ArabicChinese (Simplified)EnglishIndonesianRussian
22 April 2021
ArabicChinese (Simplified)EnglishIndonesianRussian

Pejabat Yaman: Situasi Kemanusiaan di Yaman Tidak Boleh Diperdagangkan

Konfirmasitimes.com-Jakarta (25/03/2021). Juru bicara Ansarullah dan kepala tim perunding Pemerintah Keselamatan Nasional Yaman mengatakan: situasi kemanusiaan di Yaman tidak boleh diperdagangkan dan dilelang.

Menurut media Yaman, Mohammad Abdul Salam mengatakan dalam sebuah pernyataan pada hari Rabu pada kesempatan ulang tahun keenam ketahanan Yaman melawan agresi koalisi Saudi: “Kekalahan militer, moral dan manusia dari pasukan agresor adalah karena ketahanan orang Yaman melawan agresi. “

Ia menambahkan: “Upaya politik bisa dibarengi dengan kegiatan sosial dan kemanusiaan dalam merealisasikan prestasi dan membuktikan keinginan kita untuk perdamaian.”

Abdul Salam mengingatkan bahwa alasan tidak adanya kemajuan dalam kasus politik adalah kekalahan militer dari pasukan agresor dan upaya mereka untuk memberikan solusi politik untuk mencapai apa yang gagal mereka capai melalui militer.

Dia mengatakan bahwa simpul dalam file politik Yaman terkait dengan kurangnya pendekatan nyata dari negara-negara agresor untuk menghentikan perang dan mencabut pengepungan, tetapi juga upaya untuk mengulur waktu dan membagi perjanjian.

Seorang juru bicara gerakan Ansarullah menambahkan: “Posisi Amerika Serikat, Inggris, Prancis, dll. Kembali ke pandangan mereka tentang perang di Yaman sebagai pasar untuk penjualan senjata.”

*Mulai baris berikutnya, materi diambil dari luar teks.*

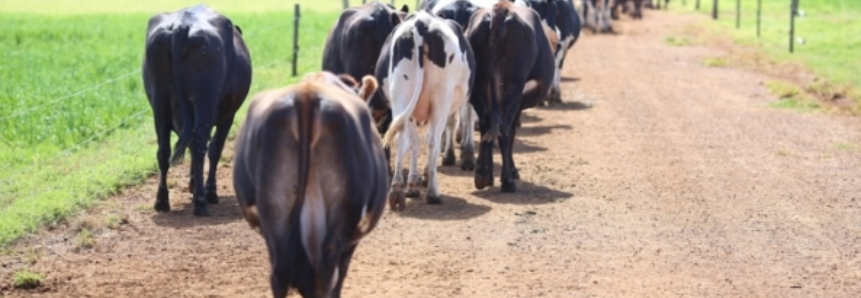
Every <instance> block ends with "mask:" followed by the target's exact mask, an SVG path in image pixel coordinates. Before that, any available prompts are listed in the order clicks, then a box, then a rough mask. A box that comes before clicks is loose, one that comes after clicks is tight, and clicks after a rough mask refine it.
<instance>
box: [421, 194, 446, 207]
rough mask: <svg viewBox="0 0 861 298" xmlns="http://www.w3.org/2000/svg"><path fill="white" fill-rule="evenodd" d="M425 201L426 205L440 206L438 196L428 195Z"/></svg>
mask: <svg viewBox="0 0 861 298" xmlns="http://www.w3.org/2000/svg"><path fill="white" fill-rule="evenodd" d="M425 201H426V202H427V203H428V205H439V204H442V198H440V196H432V195H430V194H428V195H427V196H426V197H425Z"/></svg>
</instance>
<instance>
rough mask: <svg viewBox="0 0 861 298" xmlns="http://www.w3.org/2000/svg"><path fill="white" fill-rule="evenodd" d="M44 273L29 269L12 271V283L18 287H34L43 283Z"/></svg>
mask: <svg viewBox="0 0 861 298" xmlns="http://www.w3.org/2000/svg"><path fill="white" fill-rule="evenodd" d="M42 279H43V278H42V275H41V274H38V273H35V272H32V271H30V270H27V269H23V270H20V271H15V273H12V285H13V286H14V287H15V288H18V289H32V288H35V287H38V286H40V285H42Z"/></svg>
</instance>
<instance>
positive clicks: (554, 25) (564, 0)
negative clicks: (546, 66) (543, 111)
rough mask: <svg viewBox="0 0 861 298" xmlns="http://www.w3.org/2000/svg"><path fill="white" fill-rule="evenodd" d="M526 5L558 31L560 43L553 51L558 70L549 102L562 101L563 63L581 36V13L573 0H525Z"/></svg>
mask: <svg viewBox="0 0 861 298" xmlns="http://www.w3.org/2000/svg"><path fill="white" fill-rule="evenodd" d="M525 2H526V5H527V6H529V7H530V8H532V9H533V10H535V12H537V13H538V16H539V17H541V19H542V20H544V22H545V23H546V24H547V25H548V26H550V28H553V29H554V30H555V31H556V38H557V39H558V43H557V45H556V50H555V52H554V53H553V56H554V58H555V63H556V71H555V73H554V75H553V87H552V88H551V89H550V96H549V97H548V101H549V102H557V103H558V102H562V93H561V91H560V86H559V85H560V84H561V81H562V65H563V64H564V63H565V56H566V55H567V54H568V50H569V49H571V47H573V46H574V43H576V42H577V39H578V38H579V37H580V28H581V26H582V22H581V20H580V14H579V13H578V12H577V9H576V8H574V4H573V3H571V0H525Z"/></svg>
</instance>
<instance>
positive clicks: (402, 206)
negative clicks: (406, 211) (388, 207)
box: [389, 191, 407, 212]
mask: <svg viewBox="0 0 861 298" xmlns="http://www.w3.org/2000/svg"><path fill="white" fill-rule="evenodd" d="M406 205H407V204H406V197H404V193H403V192H400V191H391V192H389V208H391V209H392V211H394V212H399V211H404V207H406Z"/></svg>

Dia mencatat bahwa beberapa negara, baik di Dewan Keamanan atau di lembaga penegak hukum, menjual posisi politik mereka ke negara-negara agresor. 

Abdul Salam menambahkan: “Kekuatan posisi nasional dan oposisi untuk gagal menduduki posisi berprinsip di tingkat nasional dan regional adalah di antara faktor-faktor yang tidak memungkinkan pasukan penyerang mencapai solusi yang mereka inginkan.”

“Agresi militer diberlakukan di negara kami dan harus dihentikan oleh mereka yang memberlakukannya,” katanya. 

Juru bicara Ansarullah mengatakan: “Langkah-langkah militer, kemanusiaan dan politik akan menciptakan serangkaian perubahan dalam negosiasi, dan semakin banyak rakyat kami melawan, semakin baik posisi negosiasi.”

Mengenai pertempuran Marb, dia berkata: “Di setiap front di mana tentara dan komite rakyat maju, masalah ini menimbulkan keprihatinan Amerika Serikat, Inggris dan negara-negara yang berpartisipasi dalam agresi melawan Yaman.” 

Abdul Salam menambahkan: “Marb adalah wilayah militer sejak awal perang, dan musuh mulai menyerang Sanaa, Al-Jawf dan Al-Bayda dari sana.” 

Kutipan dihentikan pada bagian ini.